Les milices locales dites « Wazalendo », qui combattent aux côtés des Forces armées de la République démocratique du Congo dans l’est du pays, reçoivent 4 millions de dollars américains mensuellement. Cette révélation est du ministre congolais des Finances, Doudou Fwamba, cité dans le rapport de la Commission Défense et sécurité de l’Assemblée nationale, consulté par nos confrères d’Actualité.cd.

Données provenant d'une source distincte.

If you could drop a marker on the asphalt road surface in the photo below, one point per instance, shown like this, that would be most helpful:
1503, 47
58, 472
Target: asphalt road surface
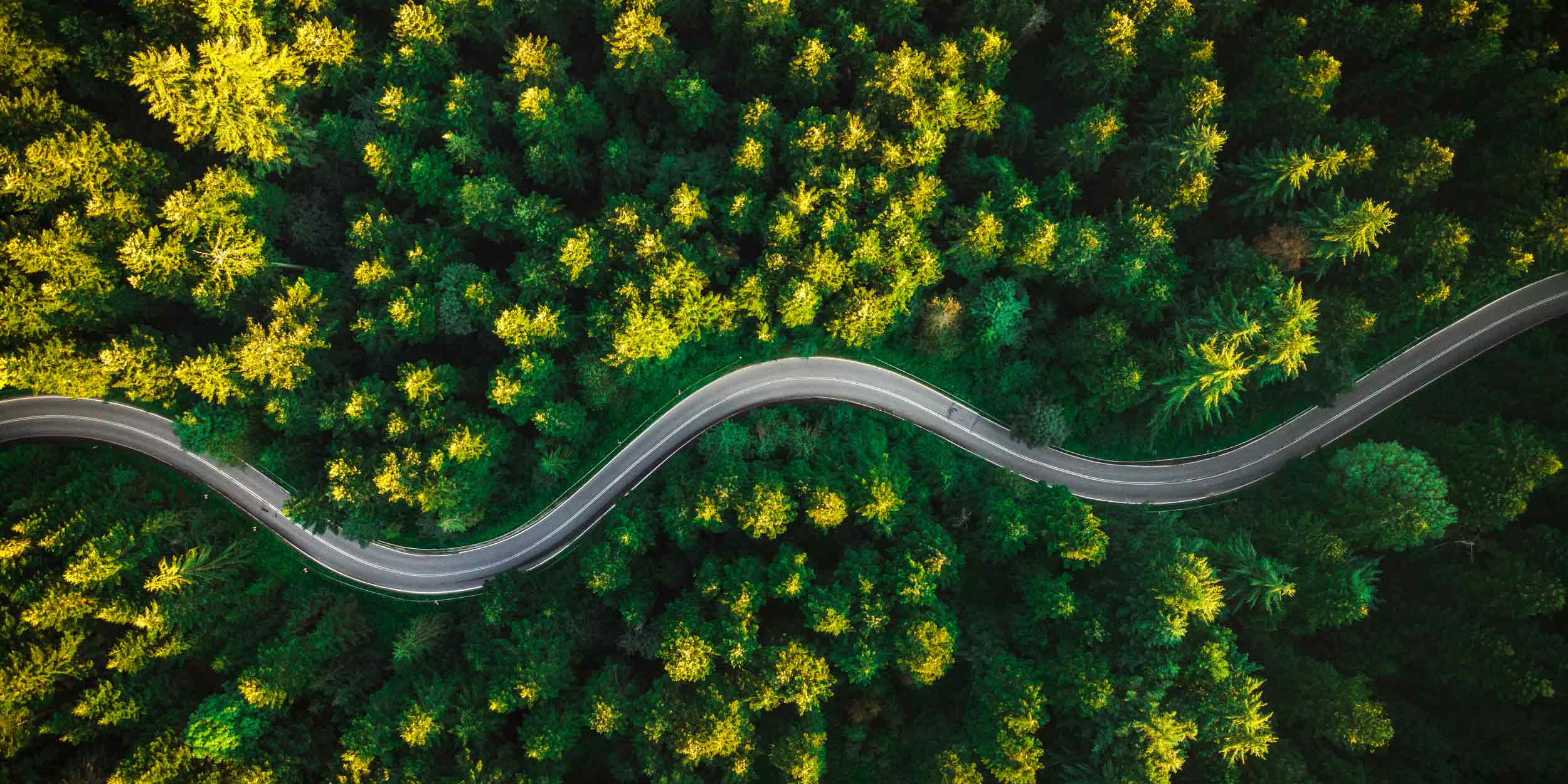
462, 569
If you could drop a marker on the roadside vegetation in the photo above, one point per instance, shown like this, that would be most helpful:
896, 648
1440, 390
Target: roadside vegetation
430, 261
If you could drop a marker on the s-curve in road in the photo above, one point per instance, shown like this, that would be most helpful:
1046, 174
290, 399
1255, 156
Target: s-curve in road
435, 573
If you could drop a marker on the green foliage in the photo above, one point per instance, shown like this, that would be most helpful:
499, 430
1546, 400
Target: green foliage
1399, 493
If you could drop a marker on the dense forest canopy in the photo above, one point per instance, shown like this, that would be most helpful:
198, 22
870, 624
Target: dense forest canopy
428, 262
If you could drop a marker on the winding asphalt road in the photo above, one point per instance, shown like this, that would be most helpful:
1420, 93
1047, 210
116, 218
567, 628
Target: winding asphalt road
462, 569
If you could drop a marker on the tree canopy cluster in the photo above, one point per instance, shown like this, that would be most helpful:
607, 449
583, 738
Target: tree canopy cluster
427, 262
763, 610
419, 256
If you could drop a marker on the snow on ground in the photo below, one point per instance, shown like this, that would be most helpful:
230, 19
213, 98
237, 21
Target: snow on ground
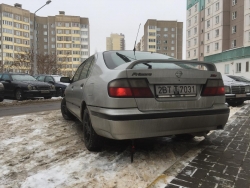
44, 150
11, 102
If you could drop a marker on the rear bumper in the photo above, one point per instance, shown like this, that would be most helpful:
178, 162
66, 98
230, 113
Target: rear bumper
38, 93
237, 97
131, 123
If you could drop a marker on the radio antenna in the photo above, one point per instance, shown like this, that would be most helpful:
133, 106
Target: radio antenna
136, 39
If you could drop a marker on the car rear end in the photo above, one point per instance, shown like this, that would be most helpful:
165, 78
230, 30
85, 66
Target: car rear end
167, 97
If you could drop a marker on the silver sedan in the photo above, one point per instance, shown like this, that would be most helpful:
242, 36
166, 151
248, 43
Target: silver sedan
129, 95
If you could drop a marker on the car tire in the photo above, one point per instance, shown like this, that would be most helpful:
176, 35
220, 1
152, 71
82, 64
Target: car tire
235, 103
91, 139
185, 136
65, 112
19, 95
59, 92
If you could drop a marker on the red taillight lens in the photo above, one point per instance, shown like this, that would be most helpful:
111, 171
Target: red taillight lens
213, 88
137, 88
120, 92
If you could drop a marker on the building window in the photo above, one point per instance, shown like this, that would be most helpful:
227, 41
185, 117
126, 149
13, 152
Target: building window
234, 2
217, 32
208, 23
216, 47
217, 6
238, 67
227, 69
217, 19
234, 15
234, 29
151, 34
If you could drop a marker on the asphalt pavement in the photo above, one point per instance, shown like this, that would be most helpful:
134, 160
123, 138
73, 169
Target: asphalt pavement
224, 160
29, 108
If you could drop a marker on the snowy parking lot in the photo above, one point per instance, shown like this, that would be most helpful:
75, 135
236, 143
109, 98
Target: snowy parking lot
44, 150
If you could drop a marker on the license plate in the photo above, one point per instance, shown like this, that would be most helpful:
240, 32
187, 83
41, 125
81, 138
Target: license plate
240, 95
162, 90
44, 91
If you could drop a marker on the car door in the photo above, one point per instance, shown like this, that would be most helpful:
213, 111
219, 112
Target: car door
70, 90
79, 92
6, 81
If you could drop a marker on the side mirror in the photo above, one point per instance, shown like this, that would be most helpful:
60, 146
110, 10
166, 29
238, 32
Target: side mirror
65, 80
51, 82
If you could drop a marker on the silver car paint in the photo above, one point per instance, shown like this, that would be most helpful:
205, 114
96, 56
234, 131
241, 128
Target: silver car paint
96, 97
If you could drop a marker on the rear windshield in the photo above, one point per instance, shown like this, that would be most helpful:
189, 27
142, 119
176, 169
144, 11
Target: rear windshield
239, 78
114, 59
22, 77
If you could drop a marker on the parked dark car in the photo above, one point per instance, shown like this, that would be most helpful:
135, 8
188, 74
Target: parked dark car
22, 86
236, 90
55, 80
1, 92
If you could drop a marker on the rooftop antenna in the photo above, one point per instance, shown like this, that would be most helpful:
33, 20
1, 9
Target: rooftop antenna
136, 40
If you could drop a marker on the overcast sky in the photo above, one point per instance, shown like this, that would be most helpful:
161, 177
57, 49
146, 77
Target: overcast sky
112, 16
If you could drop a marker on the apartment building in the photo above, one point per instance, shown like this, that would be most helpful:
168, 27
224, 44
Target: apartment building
65, 36
115, 42
218, 31
163, 37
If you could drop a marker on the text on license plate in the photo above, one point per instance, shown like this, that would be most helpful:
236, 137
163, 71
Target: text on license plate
175, 90
44, 91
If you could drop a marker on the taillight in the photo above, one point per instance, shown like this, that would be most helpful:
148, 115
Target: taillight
125, 88
213, 88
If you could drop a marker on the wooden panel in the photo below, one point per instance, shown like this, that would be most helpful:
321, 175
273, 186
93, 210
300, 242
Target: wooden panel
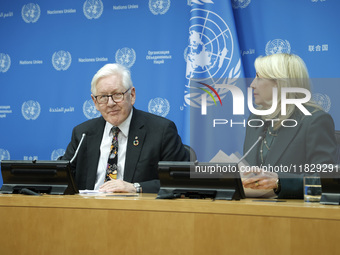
143, 225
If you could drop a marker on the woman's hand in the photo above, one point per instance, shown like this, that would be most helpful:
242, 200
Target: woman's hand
259, 179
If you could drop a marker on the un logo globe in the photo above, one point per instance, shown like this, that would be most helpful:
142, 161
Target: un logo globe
89, 110
30, 13
209, 54
159, 106
30, 110
277, 46
126, 57
93, 9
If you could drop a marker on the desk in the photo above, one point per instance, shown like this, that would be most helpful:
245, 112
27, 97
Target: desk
140, 224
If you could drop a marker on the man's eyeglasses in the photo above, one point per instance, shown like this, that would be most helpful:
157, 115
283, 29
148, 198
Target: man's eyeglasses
117, 98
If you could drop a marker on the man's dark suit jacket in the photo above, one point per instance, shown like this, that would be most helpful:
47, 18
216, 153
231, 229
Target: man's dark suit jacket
158, 141
312, 141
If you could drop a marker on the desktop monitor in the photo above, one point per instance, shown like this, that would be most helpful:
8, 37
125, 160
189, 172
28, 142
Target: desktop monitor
179, 179
330, 188
50, 177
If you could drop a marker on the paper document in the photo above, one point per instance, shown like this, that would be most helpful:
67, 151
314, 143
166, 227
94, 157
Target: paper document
234, 158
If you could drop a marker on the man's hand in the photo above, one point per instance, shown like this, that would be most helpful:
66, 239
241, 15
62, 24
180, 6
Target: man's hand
117, 186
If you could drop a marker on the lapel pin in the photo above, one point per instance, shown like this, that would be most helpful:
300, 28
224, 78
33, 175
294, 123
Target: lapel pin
136, 142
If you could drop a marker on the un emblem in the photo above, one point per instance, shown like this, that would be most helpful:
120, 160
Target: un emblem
159, 6
61, 60
89, 110
30, 13
126, 57
159, 106
4, 154
277, 46
209, 55
5, 62
30, 110
323, 100
93, 9
57, 153
240, 3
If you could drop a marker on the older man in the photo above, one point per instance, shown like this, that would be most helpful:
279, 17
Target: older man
122, 148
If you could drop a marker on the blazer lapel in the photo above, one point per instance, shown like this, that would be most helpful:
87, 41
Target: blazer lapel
135, 144
254, 135
283, 140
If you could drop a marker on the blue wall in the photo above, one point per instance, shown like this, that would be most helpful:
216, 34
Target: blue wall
49, 51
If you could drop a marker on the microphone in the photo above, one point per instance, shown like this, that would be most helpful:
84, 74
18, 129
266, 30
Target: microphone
76, 153
261, 137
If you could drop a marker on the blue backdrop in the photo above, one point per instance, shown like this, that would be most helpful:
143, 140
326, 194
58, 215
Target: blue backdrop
50, 50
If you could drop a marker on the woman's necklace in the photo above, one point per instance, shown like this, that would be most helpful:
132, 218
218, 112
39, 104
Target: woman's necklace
266, 144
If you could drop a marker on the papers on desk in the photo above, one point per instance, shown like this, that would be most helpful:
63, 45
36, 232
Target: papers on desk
235, 157
90, 192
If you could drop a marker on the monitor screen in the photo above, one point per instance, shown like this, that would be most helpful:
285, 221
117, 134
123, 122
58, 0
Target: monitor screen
180, 179
50, 177
330, 187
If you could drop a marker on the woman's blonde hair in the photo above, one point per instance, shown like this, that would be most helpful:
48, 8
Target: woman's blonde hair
287, 70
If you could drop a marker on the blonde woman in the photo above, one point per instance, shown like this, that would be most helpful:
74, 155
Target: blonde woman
294, 142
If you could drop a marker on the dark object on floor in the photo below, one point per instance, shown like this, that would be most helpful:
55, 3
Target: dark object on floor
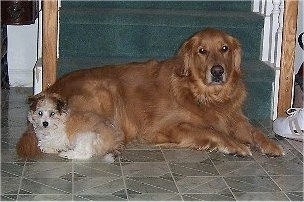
298, 89
27, 144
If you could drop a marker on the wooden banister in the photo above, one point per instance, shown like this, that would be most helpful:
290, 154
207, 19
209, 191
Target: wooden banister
288, 55
49, 42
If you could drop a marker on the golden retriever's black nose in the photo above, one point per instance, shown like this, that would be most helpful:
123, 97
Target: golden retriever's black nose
45, 124
217, 71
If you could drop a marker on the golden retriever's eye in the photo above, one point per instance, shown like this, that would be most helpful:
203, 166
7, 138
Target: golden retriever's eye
225, 48
202, 51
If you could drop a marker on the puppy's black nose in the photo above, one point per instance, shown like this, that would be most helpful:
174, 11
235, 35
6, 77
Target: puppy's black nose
45, 124
217, 70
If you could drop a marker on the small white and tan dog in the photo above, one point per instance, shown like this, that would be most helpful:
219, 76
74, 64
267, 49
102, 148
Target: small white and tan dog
73, 134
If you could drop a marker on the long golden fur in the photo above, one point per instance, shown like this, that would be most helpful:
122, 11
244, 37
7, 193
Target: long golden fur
192, 100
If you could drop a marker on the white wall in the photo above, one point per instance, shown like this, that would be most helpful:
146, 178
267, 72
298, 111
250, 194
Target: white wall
299, 53
22, 53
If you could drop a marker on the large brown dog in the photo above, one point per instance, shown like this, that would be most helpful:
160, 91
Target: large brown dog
193, 100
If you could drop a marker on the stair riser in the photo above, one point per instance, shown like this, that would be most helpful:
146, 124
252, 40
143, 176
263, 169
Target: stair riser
193, 5
140, 41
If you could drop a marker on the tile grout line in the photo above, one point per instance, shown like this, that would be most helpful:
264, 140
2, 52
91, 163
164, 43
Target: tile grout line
73, 176
21, 179
222, 178
167, 163
123, 179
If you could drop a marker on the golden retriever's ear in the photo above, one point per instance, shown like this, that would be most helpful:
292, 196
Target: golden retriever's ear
33, 100
184, 69
237, 54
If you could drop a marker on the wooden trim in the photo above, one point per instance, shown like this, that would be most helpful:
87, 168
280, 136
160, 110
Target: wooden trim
49, 42
288, 55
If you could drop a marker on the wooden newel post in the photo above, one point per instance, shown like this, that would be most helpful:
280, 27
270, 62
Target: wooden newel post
288, 55
49, 42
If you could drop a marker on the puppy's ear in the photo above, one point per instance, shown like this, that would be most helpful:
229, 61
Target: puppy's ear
61, 104
33, 100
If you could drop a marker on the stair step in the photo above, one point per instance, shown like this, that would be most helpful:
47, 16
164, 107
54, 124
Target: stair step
185, 5
258, 78
148, 32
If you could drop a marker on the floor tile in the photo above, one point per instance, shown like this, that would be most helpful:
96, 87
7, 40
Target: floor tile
295, 196
206, 197
201, 185
142, 156
260, 196
140, 185
100, 197
147, 169
10, 185
185, 155
239, 168
289, 183
12, 169
203, 168
30, 186
154, 197
47, 169
108, 187
45, 197
97, 169
252, 184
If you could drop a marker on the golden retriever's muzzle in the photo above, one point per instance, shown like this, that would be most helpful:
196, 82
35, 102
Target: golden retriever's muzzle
217, 75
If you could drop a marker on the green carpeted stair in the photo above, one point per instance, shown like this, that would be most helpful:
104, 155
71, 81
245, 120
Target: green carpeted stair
93, 33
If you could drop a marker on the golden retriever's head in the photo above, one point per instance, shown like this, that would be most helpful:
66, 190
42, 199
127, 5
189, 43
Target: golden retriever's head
212, 55
211, 64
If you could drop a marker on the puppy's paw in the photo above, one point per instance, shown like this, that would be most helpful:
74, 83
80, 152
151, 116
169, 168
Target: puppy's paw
109, 158
71, 154
48, 150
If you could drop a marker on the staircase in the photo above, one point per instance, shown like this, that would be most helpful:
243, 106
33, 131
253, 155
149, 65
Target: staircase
93, 33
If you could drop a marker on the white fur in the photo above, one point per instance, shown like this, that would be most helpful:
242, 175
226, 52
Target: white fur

Les milices Wazalendo sont des groupes armés locaux composés majoritairement de miliciens Maï-Maï, accusés de plusieurs violations des droits humains et d’exactions contre les civils dans les provinces de l’Ituri, du Maniema et du Nord-Kivu.
« S’agissant de la prise en charge des Wazalendo, celle-ci s’opère de deux manières : d’une part, à travers un fonds créé au sein de la chaîne des dépenses de la RAD, s’élevant à 4.000.000 USD par mois ; d’autre part, par un fonds spécial d’intervention accordé par le ministère des Finances à certains leaders régionaux », a expliqué Doudou Fwamba.
Les organisations de défense des droits humains, dont Human Rights Watch, ont dénoncé à plusieurs reprises les exactions des milices Wazalendo contre les civils, appelant le gouvernement congolais à mettre fin à cette collaboration.
La coalition des groupes armés Wazalendo conteste les informations faisant état d’un financement mensuel de 4 millions de dollars américains via la Réserve de l’Armée et de la Défense (RAD).
Dans un communiqué officiel publié le 30 avril 2026, les miliciens Wazalendo-RDC affirment n’avoir bénéficié d’aucun appui substantiel issu de ce mécanisme, censé soutenir leurs opérations sur le terrain.
Ils dénoncent également des irrégularités présumées dans la gestion de la RAD, évoquant des soupçons de mauvaise gouvernance et de détournements impliquant certaines autorités militaires.
« Les VDP Wazalendo-RDC relèvent, avec un sens élevé de responsabilité, que la gestion de cette structure semble entachée de graves irrégularités, notamment des allégations persistantes de détournements et de mauvaise gouvernance attribuées à certains hauts responsables, parmi lesquels le lieutenant-général Padiri Bulenda, ainsi que d’autres généraux des Forces armées de la République démocratique du Congo », mentionne le communiqué.
Les Wazalendo demandent des éclaircissements sur la gestion des fonds estimés à 4 millions de dollars par mois, ainsi que l’ouverture d’enquêtes indépendantes pour garantir la transparence dans l’utilisation des ressources destinées aux forces engagées.
Le mouvement des Wazalendo a pris une ampleur nationale après l’appel à la mobilisation lancé fin 2022 par le président Félix Tshisekedi, exhortant les milices locales à s’organiser pour soutenir les FARDC face à l’AFC/M23, un mouvement politico-militaire congolais en conflit avec Kinshasa, qui a pris le contrôle d’une large partie de l’est du pays, dont les grandes villes de Goma et Bukavu.